Daran angeschlossen stellt sich die Frage, inwiefern die internationale Zusammenarbeit zwischen PENGO e.V. mit seinen personellen Verbindungen zum Institut für Kulturpolitik, zur SDG Graduate School Workshop und der Interessengemeinschaft Kultur in Hildesheim weiterhin nachhaltig gestaltet werden kann: PENGO e.V. legt inhaltliche Schwerpunkte auf Uganda und Ruanda, ist personell aber zugleich mit dem UNESCO Lehrstuhl verwoben, der viele Kontakte zu Kolleg*innen in arabischen und afrikanischen Ländern wie zum Beispiel Marokko, dem Libanon, Südafrika und Zimbabwe pflegt. Seit einem Jahr besteht eine Erasmuskooperation mit der Université Félix-Houphouët-Boigny Abidjan Cocody in Côte d’Ivoire.

Dass das Kulturpolitische Institut und der Fachbereich sich vermehrt auch in das kulturelle Geschehen in Hildesheim einbringen möchten, erläutert Dr. Daniel Gad, wurzele unter anderem in der vernetzend wirkenden Kulturhauptstadt-Bewerbung Hildesheims und der Erkenntnis, dass sich eine Hochschule immer auch mit seinem Standort beschäftigen und sich beteiligen sollte, für Studierende und Alumni ein förderliches Umfeld zu begleiten und so eigeninitiative Projekte zu fördern, an das Universitätsgeschehen anzudocken und dabei auch die im Vergleich zu früheren Zeiten kurze Verweildauer der Beteiligten in der Stadt zu verlängern.

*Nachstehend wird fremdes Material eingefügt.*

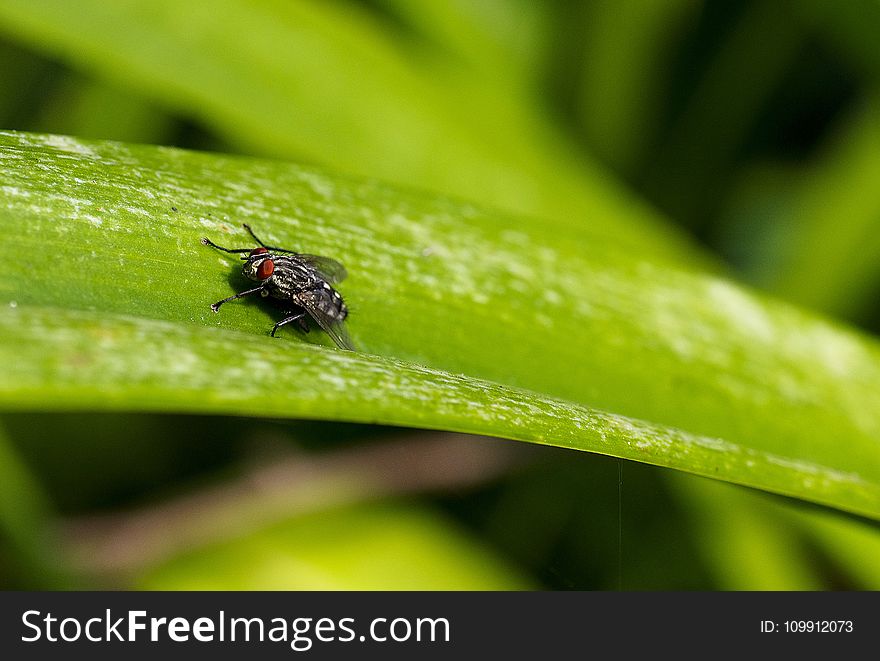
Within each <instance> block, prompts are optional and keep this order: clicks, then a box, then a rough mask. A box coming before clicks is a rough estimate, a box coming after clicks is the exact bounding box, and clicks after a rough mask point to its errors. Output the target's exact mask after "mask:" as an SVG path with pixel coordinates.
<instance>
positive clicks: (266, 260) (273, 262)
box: [257, 248, 275, 280]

In diesem Lichte ist auch Lea Frauenknechts Bestreben, einen Rahmen der Interaktion zu schaffen, in dem „zum Thema Community alle etwas beitragen können“ zu lesen. Auf die Fragen hin, was nach diesem Workshop geschehe, wünscht sie sich „Wallungen als Plattform akademischer, künstlerischer und zivilgesellschaftlicher Perspektiven“, „Perspektiven unterschiedlicher lokaler Kontexte“, „Guten Austausch“. Wie die Ergebnisse des SDG Alumni-Workshops selbst, in den sich Alumni der Graduate School in Form von Brainstormings zu Fragestellungen rund um „Community“ einbrachten, schlussendlich die Wallungen mitgestalten werden, zeige sich somit erst im Laufe der konkreten Residency.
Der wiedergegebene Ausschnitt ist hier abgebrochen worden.